ペコラさんで作ってもらったものを着る時は、良い意味での緊張感とか高揚感がありますよね。気が引き締まって、ちゃんとしないといけないなって。姿勢とか気になります。
それから、何かひとつがよくなると、他もだんだん気になり出すんですよね。
すべてに手が回ってるわけではないんですが、今一番の課題はシャツです。
シャツは難しいですね。
着るたびにクリーニングも少し辛いですし、やっぱりノーアイロンで洗えるのって凄く楽なんですよ。それに慣れちゃうと、中々、良い生地でちゃんとっていうのは。
そうすると、やっぱり便利さと天秤にかけると、既製である程度合ってるもので済ましちゃおうかと思う事が多くなります。
あとは、ネクタイもそうですね。
私ネクタイの結び方は、確か小学校の時に父親に教えてもらったんですが、実は50過ぎてネクタイの結び方を本気で勉強しました。
奥様:「それは違ったの?今までのと」
んん。
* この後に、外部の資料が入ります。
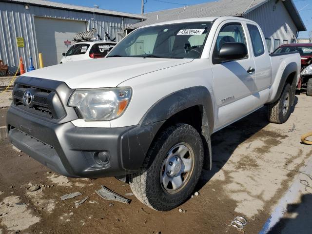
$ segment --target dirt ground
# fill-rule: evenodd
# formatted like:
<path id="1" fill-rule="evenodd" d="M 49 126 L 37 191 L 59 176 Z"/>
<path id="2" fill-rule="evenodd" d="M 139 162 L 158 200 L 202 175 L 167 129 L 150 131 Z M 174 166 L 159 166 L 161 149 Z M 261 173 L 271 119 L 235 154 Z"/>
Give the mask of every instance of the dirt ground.
<path id="1" fill-rule="evenodd" d="M 185 213 L 177 208 L 168 212 L 152 210 L 134 195 L 125 195 L 131 193 L 130 186 L 114 178 L 61 176 L 14 150 L 7 139 L 2 139 L 0 234 L 240 234 L 242 231 L 229 226 L 238 215 L 247 220 L 244 233 L 258 233 L 281 198 L 289 192 L 299 172 L 312 162 L 312 147 L 300 142 L 302 134 L 312 131 L 312 98 L 304 94 L 296 97 L 295 108 L 284 124 L 269 123 L 263 108 L 213 135 L 213 169 L 203 172 L 196 190 L 199 195 L 179 207 Z M 5 125 L 7 110 L 0 109 L 0 126 Z M 312 183 L 312 177 L 306 177 Z M 36 184 L 40 186 L 39 190 L 27 191 Z M 131 199 L 131 202 L 102 199 L 95 192 L 102 185 Z M 294 195 L 297 206 L 283 213 L 287 220 L 293 222 L 305 216 L 290 213 L 295 213 L 307 199 L 310 201 L 307 204 L 312 203 L 312 190 L 308 185 L 301 184 L 301 192 Z M 75 192 L 82 195 L 61 201 L 61 196 Z M 76 208 L 75 202 L 86 197 L 89 197 L 86 201 Z M 306 214 L 306 220 L 311 222 L 309 215 Z M 279 223 L 273 233 L 281 233 L 289 223 Z"/>

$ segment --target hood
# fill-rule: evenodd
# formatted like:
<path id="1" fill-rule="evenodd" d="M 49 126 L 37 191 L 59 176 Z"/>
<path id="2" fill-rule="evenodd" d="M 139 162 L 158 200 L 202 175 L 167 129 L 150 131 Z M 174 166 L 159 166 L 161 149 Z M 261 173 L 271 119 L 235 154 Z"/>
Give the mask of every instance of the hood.
<path id="1" fill-rule="evenodd" d="M 70 62 L 23 76 L 65 82 L 71 89 L 116 87 L 126 80 L 192 61 L 190 59 L 109 58 Z"/>

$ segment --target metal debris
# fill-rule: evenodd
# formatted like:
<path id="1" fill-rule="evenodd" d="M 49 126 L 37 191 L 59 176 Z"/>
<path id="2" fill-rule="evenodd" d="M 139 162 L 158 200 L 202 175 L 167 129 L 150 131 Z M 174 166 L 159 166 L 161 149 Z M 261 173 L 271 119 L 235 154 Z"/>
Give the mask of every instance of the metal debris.
<path id="1" fill-rule="evenodd" d="M 142 208 L 142 207 L 141 207 L 141 210 L 142 211 L 144 211 L 144 212 L 145 213 L 146 213 L 147 214 L 150 214 L 150 213 L 148 213 L 148 212 L 147 212 L 147 211 L 145 211 L 145 210 L 144 210 L 144 209 L 143 209 L 143 208 Z"/>
<path id="2" fill-rule="evenodd" d="M 134 195 L 132 193 L 127 193 L 125 194 L 125 196 L 133 196 Z"/>
<path id="3" fill-rule="evenodd" d="M 247 224 L 247 220 L 244 217 L 237 216 L 234 218 L 230 225 L 239 230 L 242 230 L 244 226 Z"/>
<path id="4" fill-rule="evenodd" d="M 89 197 L 87 196 L 87 197 L 85 197 L 84 198 L 83 198 L 82 200 L 75 202 L 75 206 L 76 207 L 76 208 L 78 208 L 79 206 L 80 206 L 81 204 L 82 204 L 83 202 L 86 201 L 88 199 L 89 199 Z"/>
<path id="5" fill-rule="evenodd" d="M 66 200 L 67 199 L 73 198 L 74 197 L 79 196 L 79 195 L 82 195 L 82 194 L 79 192 L 76 192 L 75 193 L 73 193 L 72 194 L 66 194 L 66 195 L 64 195 L 61 196 L 60 199 L 62 201 L 63 201 L 64 200 Z"/>
<path id="6" fill-rule="evenodd" d="M 40 189 L 40 187 L 39 185 L 36 184 L 27 188 L 27 191 L 29 192 L 35 192 L 37 191 L 37 190 L 39 190 Z"/>
<path id="7" fill-rule="evenodd" d="M 102 185 L 102 188 L 96 191 L 96 193 L 98 195 L 105 200 L 110 200 L 112 201 L 117 201 L 123 203 L 129 203 L 131 200 L 124 197 L 120 195 L 114 193 L 112 190 Z"/>

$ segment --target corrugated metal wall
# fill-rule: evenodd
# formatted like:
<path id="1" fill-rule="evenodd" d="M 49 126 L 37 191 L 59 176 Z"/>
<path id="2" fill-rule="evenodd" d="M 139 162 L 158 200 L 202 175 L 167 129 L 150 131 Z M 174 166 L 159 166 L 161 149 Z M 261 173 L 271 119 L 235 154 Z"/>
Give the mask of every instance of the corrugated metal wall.
<path id="1" fill-rule="evenodd" d="M 279 39 L 279 45 L 283 40 L 291 43 L 295 38 L 297 28 L 281 0 L 275 4 L 271 0 L 244 17 L 256 22 L 261 27 L 266 38 L 271 39 L 273 51 L 274 39 Z M 285 41 L 286 42 L 286 41 Z"/>
<path id="2" fill-rule="evenodd" d="M 25 70 L 29 67 L 31 57 L 33 58 L 35 67 L 39 67 L 34 16 L 86 21 L 89 29 L 93 27 L 92 13 L 32 5 L 26 9 L 23 4 L 0 2 L 0 60 L 8 64 L 11 73 L 15 72 L 19 64 L 20 57 L 24 59 Z M 121 38 L 121 36 L 117 34 L 122 32 L 121 17 L 96 14 L 95 21 L 95 28 L 103 39 L 105 32 L 111 38 L 116 37 L 117 41 Z M 124 27 L 139 21 L 125 18 Z M 17 37 L 24 38 L 24 47 L 18 47 Z"/>

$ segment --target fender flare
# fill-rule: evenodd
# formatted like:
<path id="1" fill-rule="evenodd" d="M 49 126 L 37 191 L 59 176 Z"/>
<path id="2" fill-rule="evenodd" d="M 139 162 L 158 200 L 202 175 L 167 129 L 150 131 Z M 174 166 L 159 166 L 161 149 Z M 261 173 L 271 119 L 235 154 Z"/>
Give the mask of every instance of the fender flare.
<path id="1" fill-rule="evenodd" d="M 211 169 L 210 136 L 214 126 L 214 105 L 210 93 L 205 87 L 197 86 L 187 88 L 163 98 L 147 111 L 139 124 L 151 124 L 164 121 L 181 111 L 195 106 L 202 107 L 201 133 L 206 140 L 206 142 L 203 142 L 206 158 L 204 167 Z M 207 159 L 209 160 L 207 161 Z"/>
<path id="2" fill-rule="evenodd" d="M 296 81 L 297 69 L 297 64 L 294 62 L 291 62 L 288 65 L 287 65 L 287 66 L 286 66 L 286 67 L 285 68 L 284 72 L 283 72 L 283 74 L 282 75 L 282 77 L 281 78 L 280 81 L 279 81 L 279 84 L 278 85 L 278 88 L 277 88 L 276 94 L 275 94 L 274 98 L 271 101 L 269 102 L 269 103 L 273 103 L 276 101 L 279 98 L 282 94 L 282 92 L 283 92 L 283 89 L 284 89 L 284 86 L 285 86 L 286 80 L 291 74 L 293 72 L 295 72 L 294 78 L 296 79 Z M 292 82 L 292 83 L 293 83 L 293 82 Z"/>

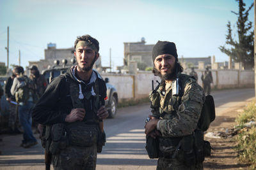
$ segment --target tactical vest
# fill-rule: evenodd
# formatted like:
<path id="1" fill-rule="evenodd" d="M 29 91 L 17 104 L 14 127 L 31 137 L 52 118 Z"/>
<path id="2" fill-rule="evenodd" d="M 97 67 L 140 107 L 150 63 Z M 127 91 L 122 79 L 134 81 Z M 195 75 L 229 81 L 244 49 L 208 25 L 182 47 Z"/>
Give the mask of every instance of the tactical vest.
<path id="1" fill-rule="evenodd" d="M 83 121 L 47 125 L 44 130 L 45 135 L 42 138 L 42 146 L 46 152 L 52 154 L 58 153 L 60 150 L 65 149 L 68 145 L 87 147 L 97 144 L 97 147 L 100 147 L 99 145 L 101 145 L 102 148 L 106 142 L 106 136 L 104 132 L 99 131 L 97 112 L 104 104 L 104 97 L 106 94 L 100 94 L 98 78 L 92 85 L 95 95 L 92 95 L 90 86 L 90 90 L 83 90 L 84 97 L 79 99 L 80 90 L 77 83 L 65 74 L 61 76 L 65 79 L 65 88 L 61 98 L 70 96 L 72 108 L 85 108 L 87 117 Z M 91 113 L 86 113 L 88 106 L 90 107 Z"/>
<path id="2" fill-rule="evenodd" d="M 165 94 L 163 94 L 164 88 L 162 81 L 157 87 L 150 93 L 151 108 L 159 118 L 172 120 L 177 116 L 177 112 L 181 102 L 181 97 L 184 93 L 186 81 L 193 77 L 180 74 L 180 92 L 179 95 L 168 96 L 166 93 L 172 90 L 169 88 Z M 161 99 L 163 99 L 161 100 Z M 160 104 L 161 103 L 162 104 Z M 161 106 L 163 106 L 163 108 Z M 209 143 L 204 141 L 204 133 L 200 129 L 196 129 L 192 134 L 177 138 L 158 138 L 159 146 L 159 157 L 167 159 L 178 159 L 187 166 L 191 166 L 196 163 L 201 163 L 209 153 L 211 146 Z M 162 152 L 161 148 L 165 148 L 166 152 Z M 207 149 L 206 149 L 207 148 Z"/>

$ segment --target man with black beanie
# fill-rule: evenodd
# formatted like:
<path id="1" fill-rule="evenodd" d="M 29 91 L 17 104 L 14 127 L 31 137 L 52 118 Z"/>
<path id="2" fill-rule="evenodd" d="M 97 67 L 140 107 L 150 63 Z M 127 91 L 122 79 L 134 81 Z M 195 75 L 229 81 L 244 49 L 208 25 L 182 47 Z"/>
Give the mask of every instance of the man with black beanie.
<path id="1" fill-rule="evenodd" d="M 150 93 L 153 114 L 145 132 L 159 143 L 157 169 L 203 169 L 204 157 L 196 159 L 193 135 L 205 101 L 204 90 L 195 79 L 181 74 L 174 43 L 158 41 L 152 60 L 153 73 L 162 81 Z"/>

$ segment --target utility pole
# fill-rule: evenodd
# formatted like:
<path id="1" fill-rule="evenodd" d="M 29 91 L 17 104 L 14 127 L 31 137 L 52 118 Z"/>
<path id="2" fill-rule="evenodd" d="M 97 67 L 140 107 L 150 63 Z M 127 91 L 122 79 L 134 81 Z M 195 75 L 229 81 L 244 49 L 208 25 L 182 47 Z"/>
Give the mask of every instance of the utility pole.
<path id="1" fill-rule="evenodd" d="M 19 61 L 19 66 L 20 66 L 20 50 L 19 50 L 18 61 Z"/>
<path id="2" fill-rule="evenodd" d="M 111 48 L 109 48 L 109 67 L 111 72 Z"/>
<path id="3" fill-rule="evenodd" d="M 254 90 L 256 97 L 256 0 L 254 0 Z"/>
<path id="4" fill-rule="evenodd" d="M 9 68 L 9 26 L 7 27 L 7 69 Z"/>

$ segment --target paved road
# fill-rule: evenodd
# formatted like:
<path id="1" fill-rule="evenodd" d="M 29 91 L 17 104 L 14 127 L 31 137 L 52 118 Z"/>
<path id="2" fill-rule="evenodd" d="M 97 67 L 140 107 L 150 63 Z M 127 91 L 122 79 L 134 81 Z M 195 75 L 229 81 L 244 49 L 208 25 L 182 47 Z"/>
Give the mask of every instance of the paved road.
<path id="1" fill-rule="evenodd" d="M 253 97 L 253 89 L 214 92 L 217 116 Z M 104 120 L 107 143 L 98 155 L 97 169 L 156 169 L 156 160 L 145 150 L 144 122 L 149 104 L 118 109 L 114 119 Z M 40 144 L 30 148 L 19 146 L 21 135 L 1 135 L 0 169 L 44 169 L 44 150 Z M 40 140 L 38 139 L 38 142 Z"/>

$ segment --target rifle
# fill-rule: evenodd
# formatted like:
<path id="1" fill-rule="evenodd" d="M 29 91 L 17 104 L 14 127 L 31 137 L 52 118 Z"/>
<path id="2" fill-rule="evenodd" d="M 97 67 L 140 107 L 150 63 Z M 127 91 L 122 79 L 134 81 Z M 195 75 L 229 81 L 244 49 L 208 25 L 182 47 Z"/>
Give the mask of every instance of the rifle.
<path id="1" fill-rule="evenodd" d="M 49 78 L 49 82 L 51 83 L 51 81 L 52 80 L 52 73 L 51 72 L 50 73 L 50 77 Z M 43 132 L 44 134 L 44 132 Z M 44 152 L 44 163 L 45 164 L 45 170 L 50 170 L 51 169 L 51 162 L 52 159 L 52 153 L 50 152 L 49 149 L 47 148 L 48 146 L 45 146 L 45 150 Z"/>
<path id="2" fill-rule="evenodd" d="M 45 149 L 44 152 L 44 162 L 45 164 L 45 170 L 51 169 L 51 161 L 52 159 L 52 153 Z"/>

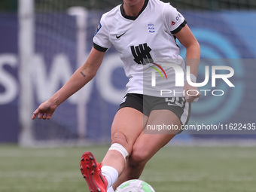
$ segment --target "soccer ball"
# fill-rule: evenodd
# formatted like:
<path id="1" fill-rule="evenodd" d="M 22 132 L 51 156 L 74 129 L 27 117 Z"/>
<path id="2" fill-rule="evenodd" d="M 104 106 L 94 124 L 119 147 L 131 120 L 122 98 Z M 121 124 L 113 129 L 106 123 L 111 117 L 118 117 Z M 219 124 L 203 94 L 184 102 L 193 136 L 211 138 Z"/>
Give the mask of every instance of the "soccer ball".
<path id="1" fill-rule="evenodd" d="M 145 181 L 133 179 L 122 183 L 115 192 L 155 192 L 153 187 Z"/>

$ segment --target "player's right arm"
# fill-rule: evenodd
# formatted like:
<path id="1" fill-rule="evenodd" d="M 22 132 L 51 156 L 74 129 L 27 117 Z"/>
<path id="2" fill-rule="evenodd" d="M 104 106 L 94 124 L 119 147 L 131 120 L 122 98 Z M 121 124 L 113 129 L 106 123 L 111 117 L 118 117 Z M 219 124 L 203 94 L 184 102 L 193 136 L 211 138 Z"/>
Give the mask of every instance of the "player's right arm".
<path id="1" fill-rule="evenodd" d="M 50 119 L 56 108 L 62 102 L 93 78 L 102 62 L 104 55 L 105 52 L 99 51 L 93 47 L 85 63 L 75 71 L 62 88 L 47 101 L 39 105 L 34 111 L 32 118 L 35 119 L 38 115 L 39 119 Z"/>

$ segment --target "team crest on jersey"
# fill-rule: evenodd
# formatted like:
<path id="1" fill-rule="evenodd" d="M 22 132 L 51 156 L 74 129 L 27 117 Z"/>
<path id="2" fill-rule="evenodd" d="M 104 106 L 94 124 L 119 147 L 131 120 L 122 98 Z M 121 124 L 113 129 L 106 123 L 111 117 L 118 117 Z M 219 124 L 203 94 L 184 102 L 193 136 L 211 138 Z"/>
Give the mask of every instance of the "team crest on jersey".
<path id="1" fill-rule="evenodd" d="M 98 32 L 99 31 L 99 29 L 102 28 L 102 24 L 100 23 L 99 23 L 99 25 L 98 25 L 98 27 L 97 27 L 97 29 L 94 34 L 94 36 L 98 33 Z"/>
<path id="2" fill-rule="evenodd" d="M 152 23 L 148 24 L 148 32 L 151 32 L 151 33 L 156 32 L 155 29 L 154 29 L 154 26 Z"/>

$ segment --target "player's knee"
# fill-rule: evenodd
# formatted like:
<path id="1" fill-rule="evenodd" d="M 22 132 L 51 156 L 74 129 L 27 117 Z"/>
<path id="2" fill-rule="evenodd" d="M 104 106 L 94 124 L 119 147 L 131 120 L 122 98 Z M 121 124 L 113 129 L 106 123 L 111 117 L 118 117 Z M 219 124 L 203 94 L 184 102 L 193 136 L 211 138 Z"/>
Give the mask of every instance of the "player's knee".
<path id="1" fill-rule="evenodd" d="M 134 146 L 133 153 L 129 157 L 130 165 L 133 166 L 144 166 L 148 161 L 150 153 L 142 148 Z"/>
<path id="2" fill-rule="evenodd" d="M 118 143 L 122 145 L 128 152 L 129 154 L 132 152 L 132 146 L 129 144 L 129 139 L 125 134 L 121 132 L 117 132 L 113 134 L 112 144 Z"/>

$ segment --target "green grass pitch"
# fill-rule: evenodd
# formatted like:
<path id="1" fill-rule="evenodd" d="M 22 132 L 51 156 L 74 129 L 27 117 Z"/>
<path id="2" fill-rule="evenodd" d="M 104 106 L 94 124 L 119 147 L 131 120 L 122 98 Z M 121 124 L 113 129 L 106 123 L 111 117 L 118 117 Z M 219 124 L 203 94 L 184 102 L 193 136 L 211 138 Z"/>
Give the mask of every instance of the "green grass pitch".
<path id="1" fill-rule="evenodd" d="M 107 146 L 23 148 L 0 145 L 1 192 L 88 191 L 80 158 L 102 160 Z M 255 147 L 166 146 L 141 179 L 157 192 L 256 191 Z"/>

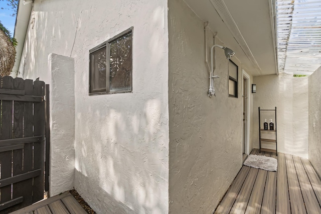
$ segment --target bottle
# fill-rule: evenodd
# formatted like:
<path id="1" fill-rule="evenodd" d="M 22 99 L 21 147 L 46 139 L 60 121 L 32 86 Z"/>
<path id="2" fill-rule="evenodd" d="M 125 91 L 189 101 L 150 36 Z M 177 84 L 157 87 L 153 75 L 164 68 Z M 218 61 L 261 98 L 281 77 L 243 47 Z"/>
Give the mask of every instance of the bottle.
<path id="1" fill-rule="evenodd" d="M 268 125 L 267 125 L 266 119 L 265 119 L 265 122 L 264 122 L 264 130 L 267 130 L 268 129 L 269 129 L 268 127 Z"/>
<path id="2" fill-rule="evenodd" d="M 272 122 L 272 119 L 270 119 L 271 121 L 271 123 L 270 123 L 270 130 L 274 130 L 274 124 Z"/>

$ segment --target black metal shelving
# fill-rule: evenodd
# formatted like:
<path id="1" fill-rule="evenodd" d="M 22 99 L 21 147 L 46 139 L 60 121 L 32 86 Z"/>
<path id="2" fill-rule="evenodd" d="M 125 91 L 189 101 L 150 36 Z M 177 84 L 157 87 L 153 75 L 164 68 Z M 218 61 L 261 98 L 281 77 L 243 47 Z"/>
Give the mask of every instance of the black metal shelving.
<path id="1" fill-rule="evenodd" d="M 274 111 L 274 130 L 270 130 L 269 129 L 266 130 L 264 129 L 261 129 L 261 111 Z M 266 138 L 261 138 L 261 132 L 274 132 L 275 133 L 275 139 L 266 139 Z M 276 129 L 276 107 L 275 107 L 275 109 L 260 109 L 260 107 L 259 107 L 259 141 L 260 141 L 260 152 L 261 151 L 263 152 L 275 152 L 276 153 L 276 155 L 277 155 L 277 129 Z M 270 143 L 275 143 L 275 149 L 265 149 L 264 148 L 262 148 L 261 146 L 261 142 L 267 142 Z"/>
違うというか、何が正解かは分からないんだけど。結びの大きさとかバランスとか、ちゃんとしないとスーツに負けちゃうんですよね。
奥様:(頷きながら)「ふ~ん。広がるね~。」
あまりネクタイしないんですけど、するときにはネクタイそのものも選びますし、やっぱりスーツに負けないように。
奥様:(笑顔で)「なんか一生懸命しめてるよね」笑
これからペコラ銀座に来ようと思う方へのアドバイスをお願いします。
とにかく、佐藤さんに相談してみることかな。直接相談して、いろいろと話をすることで、自然に方向性は見えてくると思うから。
レディースにも対応可能と仰っていたので、興味のある女性の方も。佐藤さんをはじめ、スタッフの皆さんはフレンドリーだし、素敵な時間と空間ですよね。
特別な体験もできるし。
・・・
今回のMy Story初となるご夫婦揃ってのインタビューは、互いに言葉を交わし合う談話のような空気感ですすみ、スーツ以外にも沢山の興味深いお話を聞かせて頂きました。
そんな楽しい会話から垣間見えた
Tさんと奥様の素敵なお人柄を
ここよりショートインタビュー形式でお届けいたします♪
いつもカメラを持ち歩いてるとお聞きしました。
奥様:「そう写真。写真、撮るの。好きですね。」
そうですね、カメラは30代になってからです。それまでは趣味らしい趣味がなかったんですが、趣味はなんですか?ってよく聞かれるじゃないですか。「じゃあ、写真にしよう」と決めて、カメラを買いました。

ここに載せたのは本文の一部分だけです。